Bear Island Granodiorite covers < 0.1 % of this area at the surface. The formation consists of leucocratic, fine-grained, muscovite-biotite granodiorite and related quartz-albite-microcline pegmatite. The unit comprises of small- to moderate-sized sheets and crosscutting bodies. Muscovite from pegmatite has been dated at 469±20 Ma interpreted as a time of cooling below 5000 C.

Popes Head Formation - Station Hills Phyllite Member (Cambrian-Ordovician)

Station Hills Phyllite Member of Popes Head Formation covers 1 % of this area at the surface. The formation is made up of light-greenish-gray, dusky yellow-weathering phyllite and lesser amounts of very-fine grained metasiltstone. Beds are 2 to 12 cm thick and many have thin basal intervals of graded siltstone. The minerals found in the formation are muscovite + quartz + biotite + chlorite + plagioclase + magnetite + epidote. The top of the unit is nowhere exposed and the maximum known thickness is 300 m.
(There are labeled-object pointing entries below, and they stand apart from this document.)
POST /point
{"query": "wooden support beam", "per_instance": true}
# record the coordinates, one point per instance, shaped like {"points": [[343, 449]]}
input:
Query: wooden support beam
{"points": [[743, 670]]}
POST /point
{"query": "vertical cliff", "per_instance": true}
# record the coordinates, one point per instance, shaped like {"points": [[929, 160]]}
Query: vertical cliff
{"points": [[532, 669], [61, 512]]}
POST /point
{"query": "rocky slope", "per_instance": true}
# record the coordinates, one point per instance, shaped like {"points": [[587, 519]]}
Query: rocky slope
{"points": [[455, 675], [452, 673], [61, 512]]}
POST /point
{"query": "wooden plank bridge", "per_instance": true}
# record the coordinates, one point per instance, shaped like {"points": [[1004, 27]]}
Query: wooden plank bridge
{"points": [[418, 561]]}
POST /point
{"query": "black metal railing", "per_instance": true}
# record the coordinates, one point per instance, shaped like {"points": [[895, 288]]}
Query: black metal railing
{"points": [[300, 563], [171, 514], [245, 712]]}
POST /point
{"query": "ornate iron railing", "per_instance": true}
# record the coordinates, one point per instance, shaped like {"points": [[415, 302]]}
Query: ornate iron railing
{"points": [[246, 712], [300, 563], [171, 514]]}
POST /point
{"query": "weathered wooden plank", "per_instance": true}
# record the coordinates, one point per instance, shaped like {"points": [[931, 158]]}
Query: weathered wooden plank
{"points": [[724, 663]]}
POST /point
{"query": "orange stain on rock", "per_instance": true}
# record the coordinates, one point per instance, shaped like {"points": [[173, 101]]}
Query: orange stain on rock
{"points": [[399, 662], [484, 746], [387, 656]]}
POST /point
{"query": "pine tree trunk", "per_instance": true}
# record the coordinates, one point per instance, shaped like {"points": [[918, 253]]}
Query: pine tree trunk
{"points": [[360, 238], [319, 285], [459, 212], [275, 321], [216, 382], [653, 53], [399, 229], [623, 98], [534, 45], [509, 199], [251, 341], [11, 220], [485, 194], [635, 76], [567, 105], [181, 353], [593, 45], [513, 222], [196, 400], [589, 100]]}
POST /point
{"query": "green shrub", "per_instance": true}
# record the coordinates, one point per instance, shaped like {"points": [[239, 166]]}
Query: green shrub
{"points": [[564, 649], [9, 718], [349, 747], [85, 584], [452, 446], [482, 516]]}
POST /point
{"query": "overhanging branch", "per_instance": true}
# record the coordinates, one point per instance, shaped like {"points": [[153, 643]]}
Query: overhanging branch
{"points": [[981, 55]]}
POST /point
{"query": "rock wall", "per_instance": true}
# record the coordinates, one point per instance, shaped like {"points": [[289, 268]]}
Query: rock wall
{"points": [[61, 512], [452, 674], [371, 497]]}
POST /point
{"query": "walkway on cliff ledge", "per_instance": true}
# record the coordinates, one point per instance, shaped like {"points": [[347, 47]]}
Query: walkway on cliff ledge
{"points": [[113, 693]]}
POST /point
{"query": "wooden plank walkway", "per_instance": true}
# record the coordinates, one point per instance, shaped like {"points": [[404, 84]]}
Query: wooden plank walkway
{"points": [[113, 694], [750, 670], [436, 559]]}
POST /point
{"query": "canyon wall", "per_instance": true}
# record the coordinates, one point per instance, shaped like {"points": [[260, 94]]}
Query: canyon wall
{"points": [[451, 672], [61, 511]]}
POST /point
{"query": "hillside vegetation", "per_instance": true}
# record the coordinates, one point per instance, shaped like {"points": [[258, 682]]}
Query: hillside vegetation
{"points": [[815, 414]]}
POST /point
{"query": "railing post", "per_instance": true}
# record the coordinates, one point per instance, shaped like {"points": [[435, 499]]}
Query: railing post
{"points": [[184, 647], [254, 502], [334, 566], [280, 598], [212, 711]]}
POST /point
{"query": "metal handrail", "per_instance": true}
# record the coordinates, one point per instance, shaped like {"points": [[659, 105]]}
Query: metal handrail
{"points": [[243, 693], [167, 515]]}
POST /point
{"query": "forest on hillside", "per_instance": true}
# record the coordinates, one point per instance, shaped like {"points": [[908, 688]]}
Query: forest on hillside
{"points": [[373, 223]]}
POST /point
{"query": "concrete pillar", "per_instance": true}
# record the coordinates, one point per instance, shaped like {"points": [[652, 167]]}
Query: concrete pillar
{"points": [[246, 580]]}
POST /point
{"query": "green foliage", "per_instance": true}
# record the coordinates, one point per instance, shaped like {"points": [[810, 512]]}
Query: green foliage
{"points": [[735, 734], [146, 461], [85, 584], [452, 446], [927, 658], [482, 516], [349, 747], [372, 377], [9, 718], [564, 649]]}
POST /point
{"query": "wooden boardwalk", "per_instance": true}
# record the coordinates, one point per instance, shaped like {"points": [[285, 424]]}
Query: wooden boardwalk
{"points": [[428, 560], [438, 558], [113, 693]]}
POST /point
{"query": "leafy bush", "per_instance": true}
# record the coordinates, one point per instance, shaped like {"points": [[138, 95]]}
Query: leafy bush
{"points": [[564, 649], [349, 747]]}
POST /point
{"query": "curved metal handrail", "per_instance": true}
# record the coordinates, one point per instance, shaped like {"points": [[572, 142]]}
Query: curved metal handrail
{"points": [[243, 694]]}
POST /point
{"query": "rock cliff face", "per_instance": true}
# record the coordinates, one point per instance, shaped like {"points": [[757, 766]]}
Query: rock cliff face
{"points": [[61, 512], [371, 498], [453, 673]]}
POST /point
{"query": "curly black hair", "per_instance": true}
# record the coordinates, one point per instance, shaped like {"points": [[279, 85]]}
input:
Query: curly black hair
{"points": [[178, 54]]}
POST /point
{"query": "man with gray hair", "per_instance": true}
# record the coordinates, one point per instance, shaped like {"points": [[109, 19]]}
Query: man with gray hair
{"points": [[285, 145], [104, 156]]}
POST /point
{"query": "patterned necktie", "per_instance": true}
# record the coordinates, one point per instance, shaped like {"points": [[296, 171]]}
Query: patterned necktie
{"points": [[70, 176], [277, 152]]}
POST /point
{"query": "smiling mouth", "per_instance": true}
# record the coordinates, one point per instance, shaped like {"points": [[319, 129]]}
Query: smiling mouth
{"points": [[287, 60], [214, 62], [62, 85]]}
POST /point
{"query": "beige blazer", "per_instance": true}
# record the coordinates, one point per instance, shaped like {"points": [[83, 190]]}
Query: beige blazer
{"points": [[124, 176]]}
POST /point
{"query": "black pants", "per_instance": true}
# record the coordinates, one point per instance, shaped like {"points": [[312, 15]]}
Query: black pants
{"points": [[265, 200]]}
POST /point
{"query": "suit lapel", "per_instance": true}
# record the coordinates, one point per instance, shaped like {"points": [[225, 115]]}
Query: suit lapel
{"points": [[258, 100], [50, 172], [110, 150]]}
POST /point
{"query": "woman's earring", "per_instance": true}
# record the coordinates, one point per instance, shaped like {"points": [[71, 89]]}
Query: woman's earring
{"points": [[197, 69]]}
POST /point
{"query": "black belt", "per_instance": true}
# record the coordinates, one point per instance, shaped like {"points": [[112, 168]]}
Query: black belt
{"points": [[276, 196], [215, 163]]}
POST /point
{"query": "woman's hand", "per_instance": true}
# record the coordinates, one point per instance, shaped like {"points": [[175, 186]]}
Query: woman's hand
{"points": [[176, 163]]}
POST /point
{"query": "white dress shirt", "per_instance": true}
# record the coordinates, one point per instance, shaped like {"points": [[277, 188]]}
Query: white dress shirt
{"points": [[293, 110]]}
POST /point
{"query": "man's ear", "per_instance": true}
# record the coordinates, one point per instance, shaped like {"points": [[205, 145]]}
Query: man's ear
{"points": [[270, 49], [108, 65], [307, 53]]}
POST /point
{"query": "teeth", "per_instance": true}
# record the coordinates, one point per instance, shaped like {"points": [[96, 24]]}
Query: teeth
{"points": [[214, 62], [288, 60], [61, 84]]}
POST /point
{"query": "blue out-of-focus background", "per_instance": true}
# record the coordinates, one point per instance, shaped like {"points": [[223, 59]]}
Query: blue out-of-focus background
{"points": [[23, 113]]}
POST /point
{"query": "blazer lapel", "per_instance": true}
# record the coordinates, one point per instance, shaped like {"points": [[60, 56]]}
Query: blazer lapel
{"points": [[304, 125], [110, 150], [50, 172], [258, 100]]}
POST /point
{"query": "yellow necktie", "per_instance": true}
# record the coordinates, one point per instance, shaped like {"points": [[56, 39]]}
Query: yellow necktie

Some chlorite-rich phyllite is probably mafic metatuff. The unit grades down into Old Mill Branch Metasiltstone.

Popes Head Formation - Old Mill Branch Metasiltstone Member (Cambrian-Ordovician)

Old Mill Branch Metasiltstone Member of Popes Head Formation covers 6 % of this area at the surface. It has light-greenish-gray, pale-greenish-yellow- or yellowish-gray-weathering, medium to fine-grained graded micaceous metasiltstone and lesser fine-grained micaceous metasandstone. The minerals found in the formation are quartz + muscovite + biotite + plagioclase + chlorite + magnetite + epidote. The unit contains felsic metatuff (mineral assemblage quartz + plagioclase + epidote + muscovite + biotite + chlorite + green amphibole + magnetite) and mafic metatuff (mineral assemblage blue-green amphibole + plagioclase + titanite) layers up to 180 cm thick. The maximum thickness of the unit is about 2300 feet.

Piney Branch Complex (Proterozoic Z-Cambrian)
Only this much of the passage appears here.